Kode Etik Jurnalistik
Mengutip Amir Machmud wartawan senior Harian Suara Merdeka dalam jurnal ilmiah “Masalah-Masalah Hukum” (2016) yang diterbitkan Universitas Diponegoro bahwa, ”Trial by the press jelas merupakan praktik jurnalistik yang melanggar ketentuan yang diatur Pasal 7 Kode Etik Jurnalistik dan Pasal 4 ayat (3) dan Pasal 8 UU No. 14 Tahun 1970 tentang Ketentuan-Ketentuan Pokok Kekuasaan Kehakiman”.
Pasal 7 Kode Etik Jurnalistik berbunyi: “Wartawan dalam memberitakan peristiwa yang diduga menyangkut pelanggaran hukum dan atau proses peradilan harus menghormati asas praduga tak bersalah, prinsip adil, jujur, dan penyajian yang berimbang.”
Kemudian Pasal 4 ayat (3) UU No. 14 Tahun 1970 menyebutkan, “Segala campur tangan dalam urusan peradilan oleh pihak-pihak di luar kekuasaan kehakiman dilarang, kecuali dalam hal-hal yang disebut dalam Undang-Undang Dasar”. Dalam Pasal 8 menyatakan bahwa “Setiap orang yang disangka, ditangkap, ditahan, dituntut, dan/ atau dihadapkan di depan pengadilan, wajib dianggap tidak bersalah sebelum adanya putusan pengadilan yang menyatakan kesalahannya dan memperoleh kekuatan hukum yang tetap.
Selain UU No.14 Tahun 1970 juga ada sejumlah UU lainnya yang terkait dengan trial by press, yaitu UU No. 39 Tahun 1999 tentang Hak Asasi Manusia, UU No. 48 Tahun 2009 tentang Perubahan atas Undang-Undang Nomor 4 Tahun 2004 tentang Kekuasaan Kehakiman, UU No. 8 Tahun 1981 tentang Hukum Acara Pidana, UU No. 40 Tahun 1999 tentang Pers.
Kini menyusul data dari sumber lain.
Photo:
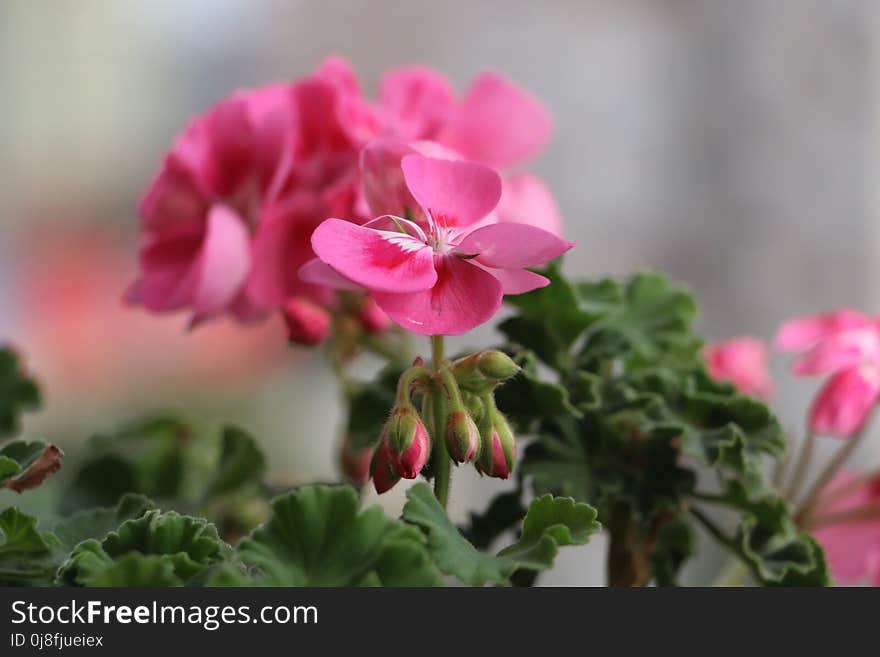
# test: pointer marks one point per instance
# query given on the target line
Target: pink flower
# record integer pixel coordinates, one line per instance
(844, 403)
(355, 464)
(451, 278)
(846, 344)
(383, 471)
(408, 440)
(743, 362)
(206, 199)
(496, 123)
(852, 546)
(307, 323)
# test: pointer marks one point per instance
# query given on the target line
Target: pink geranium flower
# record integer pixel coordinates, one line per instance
(496, 123)
(204, 202)
(852, 544)
(742, 361)
(443, 277)
(845, 344)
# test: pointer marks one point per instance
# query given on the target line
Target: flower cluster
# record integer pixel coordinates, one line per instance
(846, 345)
(741, 361)
(229, 216)
(457, 420)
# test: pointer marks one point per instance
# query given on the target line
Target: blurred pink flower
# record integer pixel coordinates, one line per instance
(845, 344)
(742, 361)
(227, 221)
(852, 545)
(67, 317)
(451, 278)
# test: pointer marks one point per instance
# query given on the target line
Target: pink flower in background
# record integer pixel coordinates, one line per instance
(205, 200)
(450, 278)
(496, 123)
(845, 344)
(742, 361)
(852, 545)
(228, 219)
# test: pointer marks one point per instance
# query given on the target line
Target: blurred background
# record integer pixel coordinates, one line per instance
(734, 145)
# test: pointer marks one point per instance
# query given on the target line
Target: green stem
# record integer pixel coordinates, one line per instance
(800, 469)
(442, 462)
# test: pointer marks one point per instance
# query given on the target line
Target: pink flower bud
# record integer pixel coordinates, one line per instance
(408, 441)
(496, 365)
(844, 403)
(741, 361)
(462, 437)
(307, 322)
(355, 464)
(372, 318)
(385, 475)
(498, 452)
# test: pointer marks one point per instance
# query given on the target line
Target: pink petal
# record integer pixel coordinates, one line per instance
(845, 402)
(384, 187)
(840, 350)
(318, 272)
(803, 332)
(849, 546)
(418, 101)
(513, 245)
(224, 261)
(173, 199)
(281, 245)
(525, 199)
(498, 123)
(378, 260)
(456, 193)
(742, 361)
(168, 271)
(516, 281)
(464, 297)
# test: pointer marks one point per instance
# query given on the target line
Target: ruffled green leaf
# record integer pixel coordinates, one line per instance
(318, 536)
(187, 544)
(18, 393)
(97, 523)
(28, 557)
(241, 463)
(549, 524)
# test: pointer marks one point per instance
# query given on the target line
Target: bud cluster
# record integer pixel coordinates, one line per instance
(458, 405)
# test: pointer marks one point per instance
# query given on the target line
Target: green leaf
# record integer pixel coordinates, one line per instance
(505, 511)
(28, 557)
(241, 463)
(26, 465)
(317, 536)
(18, 393)
(135, 569)
(526, 397)
(675, 544)
(97, 523)
(550, 523)
(188, 544)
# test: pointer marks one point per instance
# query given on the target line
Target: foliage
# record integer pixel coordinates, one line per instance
(629, 420)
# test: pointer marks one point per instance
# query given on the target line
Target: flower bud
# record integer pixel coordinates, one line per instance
(355, 464)
(462, 437)
(307, 322)
(498, 450)
(496, 365)
(408, 441)
(385, 475)
(371, 317)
Dan UU No. 32 Tahun 2002 tentang Penyiaran.
Trial by the press atau pengadilan oleh media adalah hal yang terlarang. Trial by the press menurut wartawan senior Hersubeno Arief, dampaknya bisa jauh lebih serius dari vonis hakim itu sendiri. Dalam proses peradilan seseorang berhak menyampaikan pembelaan sebelum divonis. Sementara dalam trial by the press media mengambilalih tugas dan hak seorang hakim. Seseorang sudah bersalah sebelum diadili.
Dalam pemberitaan yang yang terkait dengan hukum atau tindak pidana, maka dalam penulisan berita atau penyajiannya di media elektronik harus memperhatikan prinsip-prinsip pedoman penulisan bidang hukum, misalnya asas presumption of innocence, equality before the law, dan larangan terjadinya trial by the press.